Beaucoup de foyers achètent une box domotique pour la sécurité, pas pour l'énergie. C'est un usage légitime, à condition de savoir ce qu'un tel système fait bien — prévenir — et ce qu'il ne fait pas : empêcher.

Alarme : ce que la box remplace, et ce qu'elle ne remplace pas

Avec des détecteurs d'ouverture sur les accès et des détecteurs de mouvement dans les pièces de passage, une box constitue une alarme fonctionnelle. Elle offre en outre ce qu'un système d'alarme classique n'a pas : la même application pilote l'éclairage, le chauffage et les prises.

Trois différences avec une alarme dédiée méritent d'être connues.

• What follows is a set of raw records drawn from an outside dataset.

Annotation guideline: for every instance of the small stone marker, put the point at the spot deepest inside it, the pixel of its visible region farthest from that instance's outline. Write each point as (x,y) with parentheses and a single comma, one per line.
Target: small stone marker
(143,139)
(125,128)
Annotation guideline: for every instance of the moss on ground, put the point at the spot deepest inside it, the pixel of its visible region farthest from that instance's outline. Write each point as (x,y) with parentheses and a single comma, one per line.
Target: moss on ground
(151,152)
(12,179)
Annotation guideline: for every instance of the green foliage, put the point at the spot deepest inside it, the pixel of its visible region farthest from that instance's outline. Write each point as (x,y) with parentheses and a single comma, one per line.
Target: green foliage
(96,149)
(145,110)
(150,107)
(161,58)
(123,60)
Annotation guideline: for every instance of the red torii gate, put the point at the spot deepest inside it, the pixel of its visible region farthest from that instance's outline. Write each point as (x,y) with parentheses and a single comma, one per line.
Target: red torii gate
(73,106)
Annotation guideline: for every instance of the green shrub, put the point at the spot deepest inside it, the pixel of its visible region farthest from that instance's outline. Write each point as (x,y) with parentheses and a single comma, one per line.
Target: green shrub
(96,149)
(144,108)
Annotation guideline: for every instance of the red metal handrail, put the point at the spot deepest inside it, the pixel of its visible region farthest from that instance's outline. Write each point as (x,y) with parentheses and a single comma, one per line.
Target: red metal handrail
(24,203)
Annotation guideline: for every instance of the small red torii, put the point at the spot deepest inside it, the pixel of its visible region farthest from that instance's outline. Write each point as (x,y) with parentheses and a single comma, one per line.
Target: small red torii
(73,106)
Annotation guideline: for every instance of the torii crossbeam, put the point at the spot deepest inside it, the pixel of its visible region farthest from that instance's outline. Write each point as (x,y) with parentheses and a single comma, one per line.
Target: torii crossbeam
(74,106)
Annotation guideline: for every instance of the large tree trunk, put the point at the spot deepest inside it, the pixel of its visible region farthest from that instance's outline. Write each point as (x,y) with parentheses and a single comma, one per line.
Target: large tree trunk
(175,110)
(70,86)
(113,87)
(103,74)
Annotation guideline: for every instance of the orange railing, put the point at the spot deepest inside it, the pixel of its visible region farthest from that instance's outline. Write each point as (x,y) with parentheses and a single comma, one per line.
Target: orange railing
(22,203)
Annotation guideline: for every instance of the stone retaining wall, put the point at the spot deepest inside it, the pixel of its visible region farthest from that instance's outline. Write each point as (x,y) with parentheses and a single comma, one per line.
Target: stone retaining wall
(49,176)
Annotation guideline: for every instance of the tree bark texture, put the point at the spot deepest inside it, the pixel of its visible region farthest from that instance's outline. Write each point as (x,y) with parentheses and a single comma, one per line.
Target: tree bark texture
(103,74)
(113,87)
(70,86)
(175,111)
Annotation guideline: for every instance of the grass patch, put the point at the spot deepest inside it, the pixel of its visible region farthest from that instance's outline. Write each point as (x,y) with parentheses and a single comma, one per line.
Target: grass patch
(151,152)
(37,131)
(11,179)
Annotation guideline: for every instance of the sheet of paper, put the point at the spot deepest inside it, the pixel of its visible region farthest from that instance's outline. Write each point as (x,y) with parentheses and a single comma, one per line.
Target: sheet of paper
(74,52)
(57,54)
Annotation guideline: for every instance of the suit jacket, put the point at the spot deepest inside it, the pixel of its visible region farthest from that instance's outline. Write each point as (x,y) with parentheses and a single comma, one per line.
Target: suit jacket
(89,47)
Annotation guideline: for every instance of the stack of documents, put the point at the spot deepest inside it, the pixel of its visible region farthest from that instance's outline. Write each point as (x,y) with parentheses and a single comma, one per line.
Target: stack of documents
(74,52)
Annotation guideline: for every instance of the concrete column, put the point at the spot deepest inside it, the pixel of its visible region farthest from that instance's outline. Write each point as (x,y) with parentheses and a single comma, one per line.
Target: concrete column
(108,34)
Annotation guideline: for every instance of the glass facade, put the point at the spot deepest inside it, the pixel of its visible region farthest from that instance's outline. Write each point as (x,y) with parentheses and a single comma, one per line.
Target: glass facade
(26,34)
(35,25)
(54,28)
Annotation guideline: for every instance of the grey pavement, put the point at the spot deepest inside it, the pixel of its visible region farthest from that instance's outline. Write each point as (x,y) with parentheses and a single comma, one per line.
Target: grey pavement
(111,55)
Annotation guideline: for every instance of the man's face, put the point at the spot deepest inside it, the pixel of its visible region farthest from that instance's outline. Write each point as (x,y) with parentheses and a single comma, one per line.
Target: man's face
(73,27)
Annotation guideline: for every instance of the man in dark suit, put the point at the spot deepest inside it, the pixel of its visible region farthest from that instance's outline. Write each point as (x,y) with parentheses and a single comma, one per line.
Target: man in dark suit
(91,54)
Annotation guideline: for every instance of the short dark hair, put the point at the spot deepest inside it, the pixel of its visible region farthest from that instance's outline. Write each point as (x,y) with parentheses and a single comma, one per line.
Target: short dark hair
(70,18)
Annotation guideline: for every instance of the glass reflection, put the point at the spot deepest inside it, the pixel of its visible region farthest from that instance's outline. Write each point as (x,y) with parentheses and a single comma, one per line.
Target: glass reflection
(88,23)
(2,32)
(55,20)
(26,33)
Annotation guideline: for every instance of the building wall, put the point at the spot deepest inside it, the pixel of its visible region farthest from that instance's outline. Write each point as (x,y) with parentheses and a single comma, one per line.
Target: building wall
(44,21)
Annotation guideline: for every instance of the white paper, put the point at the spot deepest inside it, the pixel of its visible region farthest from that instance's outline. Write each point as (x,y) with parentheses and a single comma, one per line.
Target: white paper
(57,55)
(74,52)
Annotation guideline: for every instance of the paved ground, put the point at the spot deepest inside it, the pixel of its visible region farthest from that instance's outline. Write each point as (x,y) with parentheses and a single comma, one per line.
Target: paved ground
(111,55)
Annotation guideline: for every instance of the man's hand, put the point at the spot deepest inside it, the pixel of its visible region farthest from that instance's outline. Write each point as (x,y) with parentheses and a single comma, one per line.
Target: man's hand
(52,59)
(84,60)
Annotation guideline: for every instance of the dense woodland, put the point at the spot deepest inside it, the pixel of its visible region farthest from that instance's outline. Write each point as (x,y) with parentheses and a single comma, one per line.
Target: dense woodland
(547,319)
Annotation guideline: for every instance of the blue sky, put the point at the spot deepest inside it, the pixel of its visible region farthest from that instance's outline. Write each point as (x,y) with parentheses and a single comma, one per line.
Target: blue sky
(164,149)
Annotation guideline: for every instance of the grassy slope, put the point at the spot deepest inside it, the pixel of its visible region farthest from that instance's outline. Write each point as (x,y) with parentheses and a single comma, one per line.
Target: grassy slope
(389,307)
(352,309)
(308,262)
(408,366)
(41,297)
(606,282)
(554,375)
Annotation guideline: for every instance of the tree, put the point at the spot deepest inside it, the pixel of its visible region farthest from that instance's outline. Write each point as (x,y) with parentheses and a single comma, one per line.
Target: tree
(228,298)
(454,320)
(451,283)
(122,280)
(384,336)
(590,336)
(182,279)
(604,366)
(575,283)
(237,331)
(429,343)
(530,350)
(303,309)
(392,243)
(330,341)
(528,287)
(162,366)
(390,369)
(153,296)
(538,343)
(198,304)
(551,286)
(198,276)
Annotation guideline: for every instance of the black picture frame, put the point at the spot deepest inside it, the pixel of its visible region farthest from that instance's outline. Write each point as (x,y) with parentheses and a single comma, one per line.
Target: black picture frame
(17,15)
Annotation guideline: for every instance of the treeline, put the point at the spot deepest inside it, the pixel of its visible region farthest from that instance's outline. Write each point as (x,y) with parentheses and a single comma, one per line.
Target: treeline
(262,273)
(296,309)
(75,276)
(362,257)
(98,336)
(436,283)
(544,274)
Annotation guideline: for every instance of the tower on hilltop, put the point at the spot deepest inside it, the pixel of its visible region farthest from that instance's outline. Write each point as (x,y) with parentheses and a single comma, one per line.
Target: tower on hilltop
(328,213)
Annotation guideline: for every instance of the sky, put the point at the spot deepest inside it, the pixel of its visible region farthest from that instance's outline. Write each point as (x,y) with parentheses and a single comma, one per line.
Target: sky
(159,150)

L'autosurveillance d'abord : une alarme certifiée détecte l'ouverture d'un boîtier, l'arrachement, la perte de liaison et le brouillage radio, ce que beaucoup de box grand public ne font pas. La certification ensuite : NF&A2P est parfois demandée par l'assureur, et les box domotiques ne l'ont généralement pas. Enfin la levée de doute : sans contrat de télésurveillance, personne ne se déplace — c'est vous qui décidez, depuis votre téléphone.

La vidéo, et le droit qui l'encadre

Une caméra intérieure filme un espace privé : aucune déclaration n'est nécessaire, mais l'information des personnes qui vivent ou travaillent dans le logement l'est, y compris d'une employée de maison. Une caméra qui capte la voie publique ou la propriété du voisin, en revanche, expose à une plainte, même sans intention de nuire. Le cadrage se règle donc au montage, pas après.

Techniquement, deux points font la différence : le stockage — carte mémoire locale, enregistreur, ou abonnement à un service en ligne — et la latence de l'alerte. Une notification qui arrive trois minutes après l'événement n'a plus d'utilité.

Les accidents domestiques, la vraie statistique

Le cambriolage occupe l'esprit ; l'eau et le feu occupent les déclarations de sinistre. Le dégât des eaux est le premier sinistre habitation en France, loin devant les autres, et l'incendie domestique reste fréquent. Deux détecteurs à quelques dizaines d'euros couvrent l'essentiel : une sonde de fuite posée au sol sous le lave-linge, le lave-vaisselle ou le ballon, et un détecteur de fumée communicant.

Le détecteur de fumée autonome, obligatoire, alerte les personnes présentes ; relié à la box, il alerte aussi celles qui sont absentes. C'est toute la différence quand un feu se déclare dans un logement vide.

Installer proprement

La centrale se place à l'abri, hors du champ de vision d'un intrus qui entre, et à portée du réseau. Les détecteurs de mouvement se posent en angle, à deux mètres vingt, perpendiculairement au sens de passage, jamais face à une baie vitrée ni au-dessus d'un radiateur — c'est la cause première des déclenchements intempestifs. La temporisation d'entrée se règle sur le temps réel nécessaire pour désarmer, et non sur une valeur par défaut.

Un système d'alarme qui sonne à tort deux fois par mois finit débranché : le réglage compte davantage que le nombre de détecteurs.

Ce qu'il faut vérifier avant d'acheter

L'autonomie en cas de coupure de courant et d'internet, la présence d'un secours par carte SIM, la possibilité de fonctionner sans serveur distant, la durée d'engagement s'il y a un abonnement, et la disponibilité des accessoires dans cinq ans. Ce dernier point décide de la longévité du système bien plus que ses fonctions du moment.